Expected Improvement for Bayesian Optimization: A Derivation

In this post, we derive the closed-form expression of the Expected Improvement $($EI$)$ criterion commonly used in Bayesian Optimization.

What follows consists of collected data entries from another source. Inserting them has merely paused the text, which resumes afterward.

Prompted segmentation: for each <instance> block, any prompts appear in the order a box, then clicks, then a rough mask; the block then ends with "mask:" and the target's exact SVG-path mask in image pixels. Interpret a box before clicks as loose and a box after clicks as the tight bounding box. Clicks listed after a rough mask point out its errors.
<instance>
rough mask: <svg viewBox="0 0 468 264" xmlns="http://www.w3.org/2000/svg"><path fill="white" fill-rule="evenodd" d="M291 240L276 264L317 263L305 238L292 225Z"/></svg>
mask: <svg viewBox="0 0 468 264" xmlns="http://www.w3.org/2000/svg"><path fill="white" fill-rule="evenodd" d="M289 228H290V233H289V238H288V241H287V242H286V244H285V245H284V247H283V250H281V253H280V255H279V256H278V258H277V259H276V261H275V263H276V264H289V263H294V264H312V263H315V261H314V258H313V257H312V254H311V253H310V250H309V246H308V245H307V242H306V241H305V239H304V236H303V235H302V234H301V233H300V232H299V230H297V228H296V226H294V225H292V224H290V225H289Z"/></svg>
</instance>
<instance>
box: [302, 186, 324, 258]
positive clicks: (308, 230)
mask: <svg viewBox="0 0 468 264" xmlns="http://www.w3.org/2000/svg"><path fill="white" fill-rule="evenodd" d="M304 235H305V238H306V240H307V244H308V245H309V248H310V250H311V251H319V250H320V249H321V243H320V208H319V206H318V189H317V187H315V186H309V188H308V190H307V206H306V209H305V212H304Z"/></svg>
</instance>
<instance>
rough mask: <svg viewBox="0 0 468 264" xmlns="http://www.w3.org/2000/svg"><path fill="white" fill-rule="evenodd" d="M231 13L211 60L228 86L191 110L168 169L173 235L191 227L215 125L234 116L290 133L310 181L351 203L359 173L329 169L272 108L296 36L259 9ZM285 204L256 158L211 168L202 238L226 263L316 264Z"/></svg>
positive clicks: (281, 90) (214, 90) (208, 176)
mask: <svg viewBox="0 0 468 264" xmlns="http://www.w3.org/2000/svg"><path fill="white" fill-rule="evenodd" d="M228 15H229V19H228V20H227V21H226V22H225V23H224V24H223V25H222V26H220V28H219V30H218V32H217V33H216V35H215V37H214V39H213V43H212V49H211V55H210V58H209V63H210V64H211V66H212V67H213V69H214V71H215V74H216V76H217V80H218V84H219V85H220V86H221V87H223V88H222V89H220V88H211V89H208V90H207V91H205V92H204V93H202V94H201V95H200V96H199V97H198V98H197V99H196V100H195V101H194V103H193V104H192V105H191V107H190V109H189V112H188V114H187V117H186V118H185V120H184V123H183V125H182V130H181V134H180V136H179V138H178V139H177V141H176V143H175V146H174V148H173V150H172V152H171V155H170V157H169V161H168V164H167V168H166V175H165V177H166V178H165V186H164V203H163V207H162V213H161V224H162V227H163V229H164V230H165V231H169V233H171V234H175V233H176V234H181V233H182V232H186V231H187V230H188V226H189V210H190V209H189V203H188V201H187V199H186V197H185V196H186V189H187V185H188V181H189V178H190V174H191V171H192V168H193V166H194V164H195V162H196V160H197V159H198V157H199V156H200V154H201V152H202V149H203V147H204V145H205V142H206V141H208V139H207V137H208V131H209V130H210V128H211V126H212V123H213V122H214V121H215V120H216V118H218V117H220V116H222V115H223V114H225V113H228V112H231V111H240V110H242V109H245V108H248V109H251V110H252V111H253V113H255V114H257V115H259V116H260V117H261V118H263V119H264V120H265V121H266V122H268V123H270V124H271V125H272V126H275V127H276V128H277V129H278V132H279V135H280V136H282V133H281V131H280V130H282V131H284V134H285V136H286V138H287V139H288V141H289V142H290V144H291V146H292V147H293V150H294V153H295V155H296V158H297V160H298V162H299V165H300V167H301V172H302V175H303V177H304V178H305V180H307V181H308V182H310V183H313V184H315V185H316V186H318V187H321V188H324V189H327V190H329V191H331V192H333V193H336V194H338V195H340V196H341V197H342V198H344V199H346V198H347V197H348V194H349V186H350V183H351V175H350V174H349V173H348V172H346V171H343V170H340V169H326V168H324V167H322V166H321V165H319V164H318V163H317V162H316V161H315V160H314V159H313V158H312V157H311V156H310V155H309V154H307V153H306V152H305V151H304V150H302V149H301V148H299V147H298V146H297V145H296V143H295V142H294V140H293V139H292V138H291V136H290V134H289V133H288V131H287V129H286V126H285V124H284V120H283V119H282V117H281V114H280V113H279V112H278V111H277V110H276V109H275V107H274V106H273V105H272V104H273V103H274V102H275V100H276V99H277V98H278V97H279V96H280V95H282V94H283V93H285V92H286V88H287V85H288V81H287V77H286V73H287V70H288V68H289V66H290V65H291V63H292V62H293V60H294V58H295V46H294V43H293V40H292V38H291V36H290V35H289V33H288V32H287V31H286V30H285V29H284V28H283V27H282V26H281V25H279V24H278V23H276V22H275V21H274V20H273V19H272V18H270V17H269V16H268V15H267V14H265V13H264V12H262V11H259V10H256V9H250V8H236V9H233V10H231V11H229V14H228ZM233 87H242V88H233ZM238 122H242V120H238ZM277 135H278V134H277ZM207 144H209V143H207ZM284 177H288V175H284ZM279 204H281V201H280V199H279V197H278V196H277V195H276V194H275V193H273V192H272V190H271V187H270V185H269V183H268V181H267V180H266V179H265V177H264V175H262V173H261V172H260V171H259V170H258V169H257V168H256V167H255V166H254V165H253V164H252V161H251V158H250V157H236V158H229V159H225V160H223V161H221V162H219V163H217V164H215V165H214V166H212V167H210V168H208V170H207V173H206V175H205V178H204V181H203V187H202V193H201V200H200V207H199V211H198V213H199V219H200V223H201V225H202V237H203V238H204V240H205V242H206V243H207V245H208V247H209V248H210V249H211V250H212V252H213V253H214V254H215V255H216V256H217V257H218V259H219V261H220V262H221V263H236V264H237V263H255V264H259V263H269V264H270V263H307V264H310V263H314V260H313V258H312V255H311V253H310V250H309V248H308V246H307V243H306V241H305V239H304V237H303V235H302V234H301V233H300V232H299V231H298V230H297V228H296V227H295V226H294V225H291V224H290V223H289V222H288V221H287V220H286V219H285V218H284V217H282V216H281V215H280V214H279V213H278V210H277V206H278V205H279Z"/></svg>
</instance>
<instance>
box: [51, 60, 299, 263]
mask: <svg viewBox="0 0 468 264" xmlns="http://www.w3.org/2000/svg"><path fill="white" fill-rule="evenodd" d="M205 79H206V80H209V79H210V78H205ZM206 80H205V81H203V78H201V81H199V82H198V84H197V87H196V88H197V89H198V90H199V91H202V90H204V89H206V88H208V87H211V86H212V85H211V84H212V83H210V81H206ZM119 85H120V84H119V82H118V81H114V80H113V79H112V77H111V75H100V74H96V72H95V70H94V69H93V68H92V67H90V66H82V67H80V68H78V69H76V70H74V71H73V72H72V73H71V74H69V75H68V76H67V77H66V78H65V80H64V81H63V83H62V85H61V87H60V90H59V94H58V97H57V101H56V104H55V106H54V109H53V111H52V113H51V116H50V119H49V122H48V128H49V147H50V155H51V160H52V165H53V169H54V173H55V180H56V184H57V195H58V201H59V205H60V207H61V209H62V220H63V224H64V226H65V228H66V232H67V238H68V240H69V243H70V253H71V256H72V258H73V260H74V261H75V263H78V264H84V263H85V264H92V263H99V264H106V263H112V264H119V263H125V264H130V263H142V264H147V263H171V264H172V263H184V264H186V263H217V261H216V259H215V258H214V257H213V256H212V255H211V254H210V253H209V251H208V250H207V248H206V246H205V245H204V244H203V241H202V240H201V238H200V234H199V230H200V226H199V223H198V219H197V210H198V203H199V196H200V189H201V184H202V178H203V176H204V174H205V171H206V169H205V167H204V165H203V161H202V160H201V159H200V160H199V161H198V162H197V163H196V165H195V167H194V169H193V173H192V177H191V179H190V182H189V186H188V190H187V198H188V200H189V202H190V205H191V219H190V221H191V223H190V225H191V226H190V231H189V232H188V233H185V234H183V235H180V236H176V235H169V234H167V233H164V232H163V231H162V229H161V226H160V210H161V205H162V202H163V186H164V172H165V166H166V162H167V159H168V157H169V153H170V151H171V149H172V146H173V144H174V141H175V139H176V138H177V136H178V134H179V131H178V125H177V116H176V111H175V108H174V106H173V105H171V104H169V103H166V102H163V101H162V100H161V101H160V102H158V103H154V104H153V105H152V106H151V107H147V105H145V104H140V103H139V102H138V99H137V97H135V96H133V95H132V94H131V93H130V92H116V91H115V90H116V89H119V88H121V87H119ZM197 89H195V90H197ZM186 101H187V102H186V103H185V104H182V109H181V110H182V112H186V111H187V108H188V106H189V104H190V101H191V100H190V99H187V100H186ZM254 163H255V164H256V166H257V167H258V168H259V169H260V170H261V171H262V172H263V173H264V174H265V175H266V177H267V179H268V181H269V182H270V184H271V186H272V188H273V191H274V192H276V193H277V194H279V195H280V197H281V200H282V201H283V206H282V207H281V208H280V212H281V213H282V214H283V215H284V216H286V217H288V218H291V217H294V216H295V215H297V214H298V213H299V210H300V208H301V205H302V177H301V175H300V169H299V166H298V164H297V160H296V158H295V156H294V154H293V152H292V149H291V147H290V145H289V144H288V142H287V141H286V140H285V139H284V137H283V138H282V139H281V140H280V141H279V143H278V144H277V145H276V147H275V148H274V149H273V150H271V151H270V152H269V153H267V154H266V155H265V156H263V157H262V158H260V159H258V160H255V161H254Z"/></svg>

Modelled with a Gaussian Process, the function value at a given point $x$ can be considered as a normal random variable with mean $\mu$ and variance $\sigma^2$. Given the best $($minimum in a minimization setup$)$ function value obtained so far-let’s denote it by $f^*$:

we are interested in quantifying the improvement over $f^*$ we will have if we sample a point $x$ . Mathematically, the improvement at $x$ can be expressed as follows

$I(x) = \max(f^* - Y,0)$

where $Y$ is the random variable $\sim \mathcal{N}(\mu, \sigma^2)$ that corresponds to the function value at $x$. Since $I$ is a random variable, one can consider the average $($expected$)$ improvement $($EI$)$ to assess $x$:

$EI(x) = E_{Y\sim \mathcal{N}(\mu, \sigma^2)}[I(x)]$

With the reparameterization trick, $Y=\mu + \sigma \epsilon$ where $\epsilon\sim\mathcal{N}(0,1)$, we have:

$EI(x) = E_{\epsilon\sim \mathcal{N}(0,1)}[I(x)]$

which can be written as $($from linearity of integral, and the definition of $\frac{d}{d\epsilon}e^{-\epsilon^2 / 2}$ derivative $)$

$EI(x) = \int_{-\infty}^{\infty} I(x) \phi(\epsilon) d\epsilon$ $EI(x) = \int_{-\infty}^{(f^*-\mu)/\sigma} (f^* - \mu - \sigma \epsilon) \phi(\epsilon) d\epsilon$ $EI(x)= (f^* - \mu)\Phi(\frac{f^*-\mu}{\sigma}) - \sigma \int_{-\infty}^{(f^*-\mu)/\sigma} \epsilon \phi(\epsilon) d\epsilon$ $EI(x)=(f^* - \mu)\Phi(\frac{f^*-\mu}{\sigma}) + \frac{\sigma}{ \sqrt{2\pi}} \int_{-\infty}^{(f^*-\mu)/\sigma} (-\epsilon) e^{-\epsilon^2/2} d\epsilon$ $EI(x)=(f^* - \mu)\Phi(\frac{f^*-\mu}{\sigma}) + \frac{\sigma}{ \sqrt{2\pi}} e^{-\epsilon^2/2}|_{-\infty}^{(f^*-\mu)/\sigma}$ $EI(x)=(f^* - \mu)\Phi(\frac{f^*-\mu}{\sigma}) + \sigma \big(\phi(\frac{f^*-\mu}{\sigma}) - 0\big)$ $EI(x)=(f^* - \mu)\Phi(\frac{f^*-\mu}{\sigma}) + \sigma \phi(\frac{f^*-\mu}{\sigma})$

where $\phi, \Phi$ are the PDF, CDF of standard normal distribution, respectively.